VitrA ve Türk Serbest Mimarlar Derneği (TSMD) işbirliğinde gerçekleştirilen VitrA Çağdaş Mimarlık Dizisi'nin üçüncü sergisi "Hayallerden Gerçekler - Eğitim Üzerine Projeksiyonlar", İstanbul Modern'de ziyarete açıldı. Kalabalık bir kadroyla oluşturulan sergi; eğitim üzerine düşünmenin, sorular sormanın ve geleceğe yönelik projeksiyonlar yapmanın, eğitimin yapısal bir parçası olduğuna dikkat çekiyor.
Eczacıbaşı Yapı Ürünleri Grubu'nun Banyo Grubu Pazarlama Direktörü Arzu Uludağ Elazığ, TSMD Üyesi Prof. Dr. Celal Abdi Güzer ve sergi küratörü Doç. Dr. Şebnem Yalınay Çinici, 3 Nisan Perşembe günü İstanbul Modern'in konferans salonunda düzenlenen basın toplantısında, serginin oluşum sürecine ve içeriğine dair bilgiler aktardı.
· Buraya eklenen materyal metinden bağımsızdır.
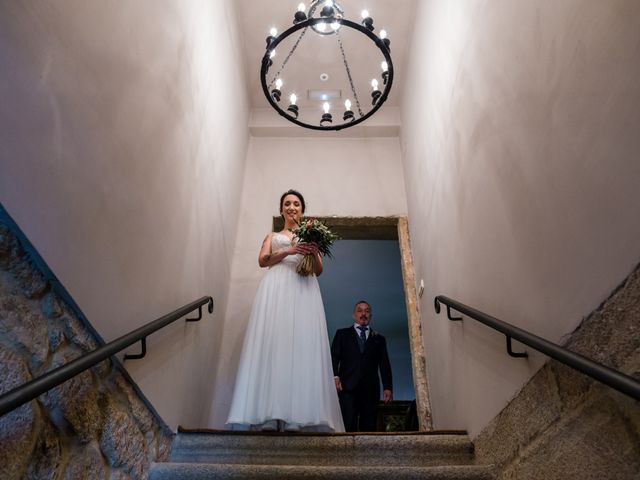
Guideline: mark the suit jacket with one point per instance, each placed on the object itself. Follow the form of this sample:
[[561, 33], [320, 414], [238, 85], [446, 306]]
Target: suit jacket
[[360, 370]]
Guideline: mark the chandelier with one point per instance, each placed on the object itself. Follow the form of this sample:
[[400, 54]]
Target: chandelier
[[323, 21]]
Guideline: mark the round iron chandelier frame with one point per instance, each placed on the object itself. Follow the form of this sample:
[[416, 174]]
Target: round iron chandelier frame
[[378, 100]]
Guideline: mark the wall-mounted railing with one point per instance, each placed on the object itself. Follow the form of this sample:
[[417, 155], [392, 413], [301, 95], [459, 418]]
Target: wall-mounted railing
[[613, 378], [36, 387]]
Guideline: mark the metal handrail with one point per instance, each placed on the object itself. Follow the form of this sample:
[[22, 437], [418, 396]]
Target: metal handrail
[[613, 378], [36, 387]]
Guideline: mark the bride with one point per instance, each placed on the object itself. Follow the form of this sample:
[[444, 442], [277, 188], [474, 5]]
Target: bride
[[285, 377]]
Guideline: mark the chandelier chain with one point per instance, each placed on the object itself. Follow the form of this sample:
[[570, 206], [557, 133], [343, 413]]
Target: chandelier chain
[[346, 66], [293, 49]]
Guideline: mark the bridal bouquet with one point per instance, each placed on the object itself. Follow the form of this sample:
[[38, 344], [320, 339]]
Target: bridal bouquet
[[313, 230]]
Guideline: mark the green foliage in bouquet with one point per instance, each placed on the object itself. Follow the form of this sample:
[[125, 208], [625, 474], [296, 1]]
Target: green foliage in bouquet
[[313, 230]]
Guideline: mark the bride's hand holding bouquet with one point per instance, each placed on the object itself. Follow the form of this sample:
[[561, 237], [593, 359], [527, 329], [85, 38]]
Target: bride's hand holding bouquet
[[314, 239]]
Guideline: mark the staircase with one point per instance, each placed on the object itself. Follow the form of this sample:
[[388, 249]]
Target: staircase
[[244, 455]]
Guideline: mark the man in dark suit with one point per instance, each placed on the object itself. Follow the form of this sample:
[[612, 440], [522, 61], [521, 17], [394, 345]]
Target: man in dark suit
[[358, 354]]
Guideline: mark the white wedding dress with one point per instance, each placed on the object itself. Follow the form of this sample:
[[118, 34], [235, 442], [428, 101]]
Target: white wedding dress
[[285, 370]]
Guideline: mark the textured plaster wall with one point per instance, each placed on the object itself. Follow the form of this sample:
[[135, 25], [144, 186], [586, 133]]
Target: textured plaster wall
[[123, 135], [520, 150], [337, 176]]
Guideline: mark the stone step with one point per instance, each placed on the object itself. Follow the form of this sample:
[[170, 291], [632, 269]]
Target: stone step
[[202, 471], [415, 450]]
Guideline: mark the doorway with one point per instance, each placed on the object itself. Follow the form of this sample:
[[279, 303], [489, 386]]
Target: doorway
[[395, 231]]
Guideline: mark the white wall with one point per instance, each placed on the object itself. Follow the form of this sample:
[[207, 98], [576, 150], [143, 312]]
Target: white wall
[[337, 176], [521, 149], [123, 135]]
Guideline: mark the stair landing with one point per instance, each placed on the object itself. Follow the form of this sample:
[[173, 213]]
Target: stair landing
[[274, 455]]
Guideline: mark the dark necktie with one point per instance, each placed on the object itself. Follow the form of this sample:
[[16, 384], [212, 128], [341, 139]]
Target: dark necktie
[[362, 338]]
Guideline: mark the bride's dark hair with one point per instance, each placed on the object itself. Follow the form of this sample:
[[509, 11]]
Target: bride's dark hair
[[292, 192]]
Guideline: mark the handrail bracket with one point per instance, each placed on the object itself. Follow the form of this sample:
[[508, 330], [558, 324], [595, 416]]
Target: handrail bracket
[[512, 353], [137, 356], [209, 308]]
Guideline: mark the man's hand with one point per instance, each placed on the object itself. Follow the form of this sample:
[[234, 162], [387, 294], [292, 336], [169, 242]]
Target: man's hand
[[338, 384], [387, 396]]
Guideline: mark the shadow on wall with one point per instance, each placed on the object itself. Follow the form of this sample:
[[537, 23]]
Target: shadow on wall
[[370, 270]]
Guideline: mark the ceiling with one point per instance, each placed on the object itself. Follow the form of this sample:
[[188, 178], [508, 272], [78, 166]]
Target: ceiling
[[317, 54]]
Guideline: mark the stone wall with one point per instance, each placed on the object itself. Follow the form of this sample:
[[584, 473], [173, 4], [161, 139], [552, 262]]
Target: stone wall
[[92, 426], [562, 424]]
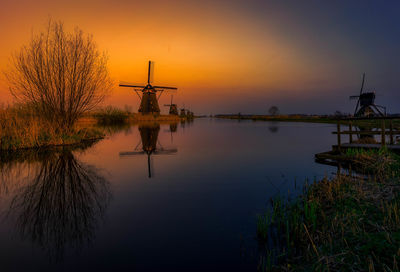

VitrA olarak mimarlık alanındaki etkinliklere ve eğitim projelerine katkı sağlamaktan duydukları memnuniyeti dile getiren Arzu Uludağ Elazığ, bugüne dek yer aldıkları projeleri kısaca hatırlatarak, TSMD ile birlikte üçüncüsünü gerçekleştirdikleri VirtA Çağdaş Mimarlık Dizisi'nin (VÇMD), Türkiye'deki güncel mimarlık üretimini belgelemedeki önemini vurguladı.
"Birikim yapılmakta olanın ve varolanın çok önünde"
TSMD adına söz alan Celal Abdi Güzer, bir sivil toplum örgütü olarak çok sayıda proje gerçekleştirmeye çalıştıklarını belirterek, VitrA Çağdaş Mimarlık Dizisi'nin ise hem dernek hem de Türkiye mimarlık ortamı açısından ayrı bir yeri ve önemi olduğunu vurguladı. Yapı sektörünün ivmelenmesi ve ekonomik ortamda öne geçmesiyle birlikte, Türkiye'de mimarlığın dinamizm kazandığına dikkat çeken Güzer, bir yandan büyük ofisler oluşurken, diğer yandan farklı yapı tiplerinin gündeme gelmeye başladığını söyledi.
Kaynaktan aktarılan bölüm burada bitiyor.